Arrest of a notorious poacher and ivory dealer in Minvoul

This Saturday, December 7, 2013, Jean-Philippe Nkaga, a notorious ivory trafficker and organizer of large-scale poaching in northern Gabon was arrested Minvoul. This is a repeat offender already sentenced in late 2011 to 5 months in prison on charges of illegal possession of firearms ammunition for large-scale poaching. He was then arrested by the National Agency for National Parks, in the Minkebe Park.

Following the arrest of an Imam in Minvoul with two elephant poachers August 8, 2013 (all sentenced to five months in prison) by the Judicial Police and Forestry, Nkaga had been denounced and judicial proceedings open against him. He  was recognized as the owner of 17 kg of ivory seized then. But unfortunately he fled to the forest for several weeks, returning occasionally to Minvoul. He was eventually arrested by the Criminal Investigation and Forestry with support from Conservation Justice.

Nkaga is a real criminal. Upon his arrest in 2011, cannabis was also found. Several years before that, he had been imprisoned two years for a murder never really solved. He is dangerous and violent, and also resisted during his arrest, seriously biting an officer of the judicial police.

One of his brothers has also been also arrested for obstructing officers. The professionalism of the Judicial Police is to be praised in this situation, using strategy and patience to arrest a repeated offeder  arrested several times.

Upon his release in 2012, various information confirmed that he maintained his illegal ivory trafficking activity. His modus operandi is well known. He uses Pygmy in Doumassi where he has a bar, his second wife being a Pygmy from a village nearby, the first being from Cameroon. The ivory is often sent directly to Cameroon through the forest. He not only organizes the mass killing of elephants, but also organizes the traffic itself.

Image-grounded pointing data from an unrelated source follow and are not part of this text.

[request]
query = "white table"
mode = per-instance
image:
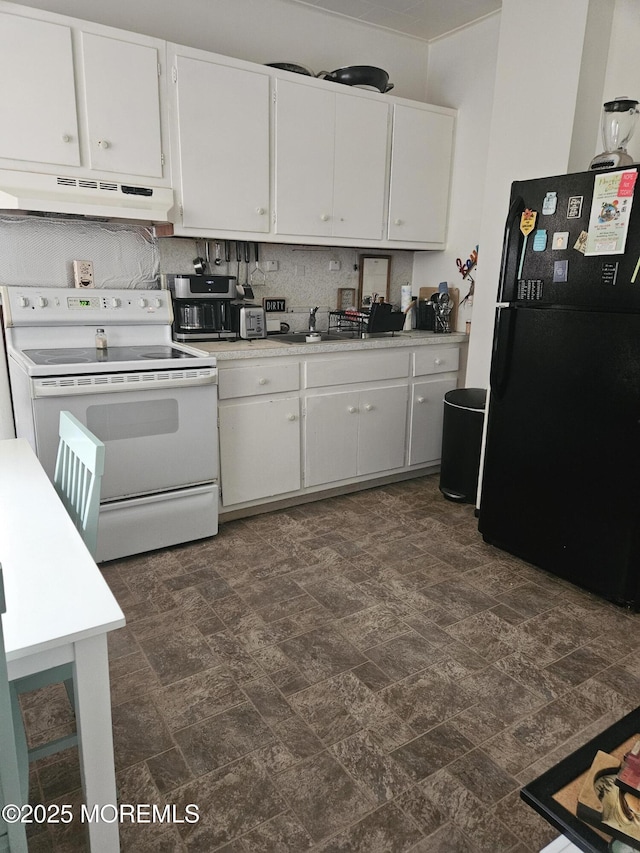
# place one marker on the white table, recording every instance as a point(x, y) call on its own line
point(59, 610)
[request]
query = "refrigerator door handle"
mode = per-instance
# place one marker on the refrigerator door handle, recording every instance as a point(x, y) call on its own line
point(502, 346)
point(510, 253)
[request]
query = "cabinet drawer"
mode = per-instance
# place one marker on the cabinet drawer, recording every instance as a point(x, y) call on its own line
point(264, 379)
point(436, 360)
point(365, 367)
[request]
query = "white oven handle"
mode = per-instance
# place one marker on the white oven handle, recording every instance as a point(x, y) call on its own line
point(120, 382)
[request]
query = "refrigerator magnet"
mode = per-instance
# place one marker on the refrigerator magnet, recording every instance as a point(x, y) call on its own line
point(574, 207)
point(527, 224)
point(560, 240)
point(560, 271)
point(549, 204)
point(581, 242)
point(540, 240)
point(609, 273)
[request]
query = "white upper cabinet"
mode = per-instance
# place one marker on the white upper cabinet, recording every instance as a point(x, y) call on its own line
point(420, 174)
point(330, 162)
point(122, 105)
point(79, 96)
point(37, 96)
point(220, 143)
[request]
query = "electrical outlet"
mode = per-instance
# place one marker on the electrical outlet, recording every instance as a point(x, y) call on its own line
point(83, 273)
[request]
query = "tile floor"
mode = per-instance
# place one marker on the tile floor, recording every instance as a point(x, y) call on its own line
point(358, 674)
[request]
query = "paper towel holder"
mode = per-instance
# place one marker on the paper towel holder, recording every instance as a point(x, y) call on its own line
point(375, 275)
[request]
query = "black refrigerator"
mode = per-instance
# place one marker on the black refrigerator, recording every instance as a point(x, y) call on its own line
point(560, 484)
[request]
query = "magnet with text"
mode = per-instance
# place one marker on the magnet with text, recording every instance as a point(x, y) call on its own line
point(527, 224)
point(549, 204)
point(560, 240)
point(609, 272)
point(574, 207)
point(540, 240)
point(560, 271)
point(581, 243)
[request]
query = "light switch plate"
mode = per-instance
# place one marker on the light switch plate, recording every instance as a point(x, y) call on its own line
point(83, 274)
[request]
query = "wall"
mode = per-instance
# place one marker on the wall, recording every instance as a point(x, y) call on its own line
point(461, 75)
point(39, 251)
point(531, 132)
point(263, 31)
point(623, 69)
point(303, 276)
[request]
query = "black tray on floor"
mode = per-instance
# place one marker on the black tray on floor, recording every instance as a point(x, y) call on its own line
point(539, 793)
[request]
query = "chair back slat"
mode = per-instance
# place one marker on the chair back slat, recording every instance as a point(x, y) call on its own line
point(78, 476)
point(13, 789)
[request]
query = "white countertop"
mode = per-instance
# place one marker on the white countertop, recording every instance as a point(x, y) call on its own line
point(232, 350)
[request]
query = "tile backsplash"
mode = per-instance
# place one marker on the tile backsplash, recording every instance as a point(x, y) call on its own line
point(39, 251)
point(306, 276)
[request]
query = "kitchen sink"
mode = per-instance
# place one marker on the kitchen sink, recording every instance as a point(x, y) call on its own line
point(324, 337)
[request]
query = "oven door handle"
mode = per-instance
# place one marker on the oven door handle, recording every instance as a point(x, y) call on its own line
point(66, 386)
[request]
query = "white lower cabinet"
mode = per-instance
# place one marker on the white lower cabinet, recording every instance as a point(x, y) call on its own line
point(425, 425)
point(292, 426)
point(259, 448)
point(354, 433)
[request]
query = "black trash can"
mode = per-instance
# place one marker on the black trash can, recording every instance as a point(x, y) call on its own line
point(461, 441)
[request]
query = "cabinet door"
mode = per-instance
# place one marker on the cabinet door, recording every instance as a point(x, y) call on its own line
point(305, 129)
point(37, 95)
point(223, 145)
point(122, 99)
point(382, 429)
point(420, 175)
point(427, 412)
point(360, 167)
point(259, 449)
point(331, 437)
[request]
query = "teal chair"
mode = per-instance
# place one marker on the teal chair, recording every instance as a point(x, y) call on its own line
point(78, 475)
point(14, 766)
point(77, 480)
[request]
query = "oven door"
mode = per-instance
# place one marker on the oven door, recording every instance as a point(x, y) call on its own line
point(157, 438)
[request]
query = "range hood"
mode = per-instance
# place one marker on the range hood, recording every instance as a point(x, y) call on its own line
point(35, 192)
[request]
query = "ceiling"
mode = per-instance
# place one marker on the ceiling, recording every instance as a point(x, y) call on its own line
point(423, 19)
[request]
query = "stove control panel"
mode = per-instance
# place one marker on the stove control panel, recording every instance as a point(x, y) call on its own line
point(62, 305)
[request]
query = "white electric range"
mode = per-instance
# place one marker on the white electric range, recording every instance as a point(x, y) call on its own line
point(152, 402)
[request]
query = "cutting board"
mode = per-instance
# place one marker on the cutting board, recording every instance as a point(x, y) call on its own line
point(454, 296)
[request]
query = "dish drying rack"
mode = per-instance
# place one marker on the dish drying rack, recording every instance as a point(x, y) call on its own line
point(351, 320)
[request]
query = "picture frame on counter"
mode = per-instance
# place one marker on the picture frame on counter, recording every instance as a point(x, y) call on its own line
point(346, 298)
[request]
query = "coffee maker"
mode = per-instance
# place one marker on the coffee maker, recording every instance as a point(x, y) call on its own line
point(202, 306)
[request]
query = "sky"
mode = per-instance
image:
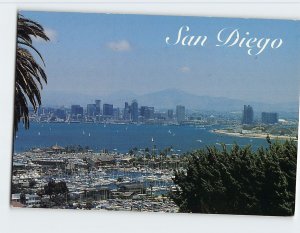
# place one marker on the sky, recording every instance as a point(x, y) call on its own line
point(99, 54)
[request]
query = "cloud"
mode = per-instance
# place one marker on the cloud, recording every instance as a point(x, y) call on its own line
point(51, 33)
point(119, 46)
point(185, 69)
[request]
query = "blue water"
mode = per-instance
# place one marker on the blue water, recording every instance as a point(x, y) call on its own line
point(122, 138)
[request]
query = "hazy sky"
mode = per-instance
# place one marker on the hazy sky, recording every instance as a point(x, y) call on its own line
point(99, 54)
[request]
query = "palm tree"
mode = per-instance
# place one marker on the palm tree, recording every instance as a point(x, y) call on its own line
point(29, 74)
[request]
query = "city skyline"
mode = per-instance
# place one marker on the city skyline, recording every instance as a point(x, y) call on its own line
point(105, 54)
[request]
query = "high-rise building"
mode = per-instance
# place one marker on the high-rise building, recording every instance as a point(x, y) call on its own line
point(180, 113)
point(108, 110)
point(126, 112)
point(98, 107)
point(134, 111)
point(76, 110)
point(147, 112)
point(91, 110)
point(269, 117)
point(60, 113)
point(248, 115)
point(170, 114)
point(116, 113)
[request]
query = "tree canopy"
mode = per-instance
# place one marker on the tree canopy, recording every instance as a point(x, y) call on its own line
point(29, 74)
point(239, 180)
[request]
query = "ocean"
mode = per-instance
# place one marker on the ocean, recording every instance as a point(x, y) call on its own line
point(123, 137)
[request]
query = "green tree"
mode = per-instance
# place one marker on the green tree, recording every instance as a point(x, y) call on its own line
point(239, 180)
point(29, 74)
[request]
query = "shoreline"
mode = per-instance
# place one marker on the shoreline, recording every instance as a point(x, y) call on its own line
point(251, 135)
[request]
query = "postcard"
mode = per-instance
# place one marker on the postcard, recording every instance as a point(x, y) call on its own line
point(155, 113)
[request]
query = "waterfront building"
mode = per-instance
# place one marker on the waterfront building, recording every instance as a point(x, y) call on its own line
point(170, 114)
point(134, 111)
point(180, 113)
point(60, 113)
point(147, 112)
point(108, 110)
point(91, 110)
point(248, 115)
point(76, 110)
point(98, 107)
point(116, 113)
point(269, 117)
point(126, 112)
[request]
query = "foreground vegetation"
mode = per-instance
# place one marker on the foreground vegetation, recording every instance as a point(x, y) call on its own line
point(239, 180)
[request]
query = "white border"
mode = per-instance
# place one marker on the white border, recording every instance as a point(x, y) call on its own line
point(39, 220)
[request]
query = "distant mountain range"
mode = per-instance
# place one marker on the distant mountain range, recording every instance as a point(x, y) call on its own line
point(165, 99)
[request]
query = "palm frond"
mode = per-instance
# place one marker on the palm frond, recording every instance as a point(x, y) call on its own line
point(29, 74)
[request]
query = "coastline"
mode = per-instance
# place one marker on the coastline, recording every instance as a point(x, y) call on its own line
point(252, 135)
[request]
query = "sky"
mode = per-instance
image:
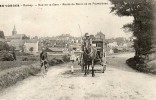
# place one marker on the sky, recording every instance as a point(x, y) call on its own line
point(57, 20)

As defined in the Forestry Code, hunting, taking, possession, transportation and marketing of fully protected species (elephant) are prohibited and violations vis-à-vis these species are punished from 3-6 months in prison with fines ranging from 100,000 to 10 million francs. In case of recidivism, the penalties are doubled.

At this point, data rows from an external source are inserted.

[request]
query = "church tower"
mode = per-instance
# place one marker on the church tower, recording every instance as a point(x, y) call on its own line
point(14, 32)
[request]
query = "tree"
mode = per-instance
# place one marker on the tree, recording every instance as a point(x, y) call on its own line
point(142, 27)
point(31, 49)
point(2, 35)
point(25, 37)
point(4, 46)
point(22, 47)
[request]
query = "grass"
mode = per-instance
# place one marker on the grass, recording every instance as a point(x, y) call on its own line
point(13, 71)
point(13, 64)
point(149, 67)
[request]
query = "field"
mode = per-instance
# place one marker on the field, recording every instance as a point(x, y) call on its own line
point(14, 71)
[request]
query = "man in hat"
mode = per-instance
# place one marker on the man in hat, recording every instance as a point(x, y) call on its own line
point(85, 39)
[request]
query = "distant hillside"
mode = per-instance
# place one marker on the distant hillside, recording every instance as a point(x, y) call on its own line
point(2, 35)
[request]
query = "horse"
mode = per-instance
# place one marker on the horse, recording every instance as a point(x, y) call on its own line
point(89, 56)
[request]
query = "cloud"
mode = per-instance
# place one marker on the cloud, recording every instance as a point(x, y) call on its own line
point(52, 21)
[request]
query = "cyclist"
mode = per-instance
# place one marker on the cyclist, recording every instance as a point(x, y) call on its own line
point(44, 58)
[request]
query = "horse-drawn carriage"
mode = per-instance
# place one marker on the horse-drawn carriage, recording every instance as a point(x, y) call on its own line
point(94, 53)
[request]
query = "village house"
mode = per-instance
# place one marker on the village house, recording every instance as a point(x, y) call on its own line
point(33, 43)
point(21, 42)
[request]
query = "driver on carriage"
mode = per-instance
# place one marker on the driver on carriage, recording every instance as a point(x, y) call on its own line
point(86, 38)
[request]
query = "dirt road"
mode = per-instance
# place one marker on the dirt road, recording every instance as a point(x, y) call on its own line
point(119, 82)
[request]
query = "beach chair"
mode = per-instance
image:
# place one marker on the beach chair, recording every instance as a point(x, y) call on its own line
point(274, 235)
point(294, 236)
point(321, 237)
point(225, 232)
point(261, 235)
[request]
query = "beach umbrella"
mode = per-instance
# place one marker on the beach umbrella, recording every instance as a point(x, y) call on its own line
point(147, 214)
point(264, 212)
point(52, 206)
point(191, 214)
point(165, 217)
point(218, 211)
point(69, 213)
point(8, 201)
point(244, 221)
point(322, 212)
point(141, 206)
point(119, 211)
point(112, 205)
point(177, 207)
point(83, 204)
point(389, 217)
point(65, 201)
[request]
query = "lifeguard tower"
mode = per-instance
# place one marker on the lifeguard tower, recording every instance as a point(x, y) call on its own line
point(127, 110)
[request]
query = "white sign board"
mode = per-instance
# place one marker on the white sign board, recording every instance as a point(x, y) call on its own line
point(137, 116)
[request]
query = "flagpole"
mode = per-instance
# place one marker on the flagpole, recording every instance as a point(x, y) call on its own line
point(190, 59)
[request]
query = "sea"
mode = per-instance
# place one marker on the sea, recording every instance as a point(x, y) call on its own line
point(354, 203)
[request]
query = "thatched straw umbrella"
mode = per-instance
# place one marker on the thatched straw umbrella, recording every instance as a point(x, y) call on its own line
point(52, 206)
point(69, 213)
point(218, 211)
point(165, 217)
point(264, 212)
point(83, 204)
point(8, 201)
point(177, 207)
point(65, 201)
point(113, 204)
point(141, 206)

This legislation seems ineffective against the abuse and the consequences of large-scale poaching in sustainable management of natural resources but also security. Indeed, the ivory traffickers encourage corruption, money laundering and weapons and ammunition uncontrolled entry, all with adverse and dangerous consequences. Strengthening this legislation is considered and is expected to deter networks organized in Gabon on ivory trade and all that follows.

During the Franco-African Summit of Heads of State in Paris on 7 and 8 December 2013 on peace and security issues of poaching were also discussed, confirming the existence of links between this activity and safety. The ivory and other wildlife products are actually used to supply militia and rebellions in some African countries and ivory trafficking promotes corruption and a source of insecurity money laundering financing criminal networks. Decisions are taken by different countries strengthen their laws, the solution must be international, whether at the country of origin and countries of destination, especially in Asia.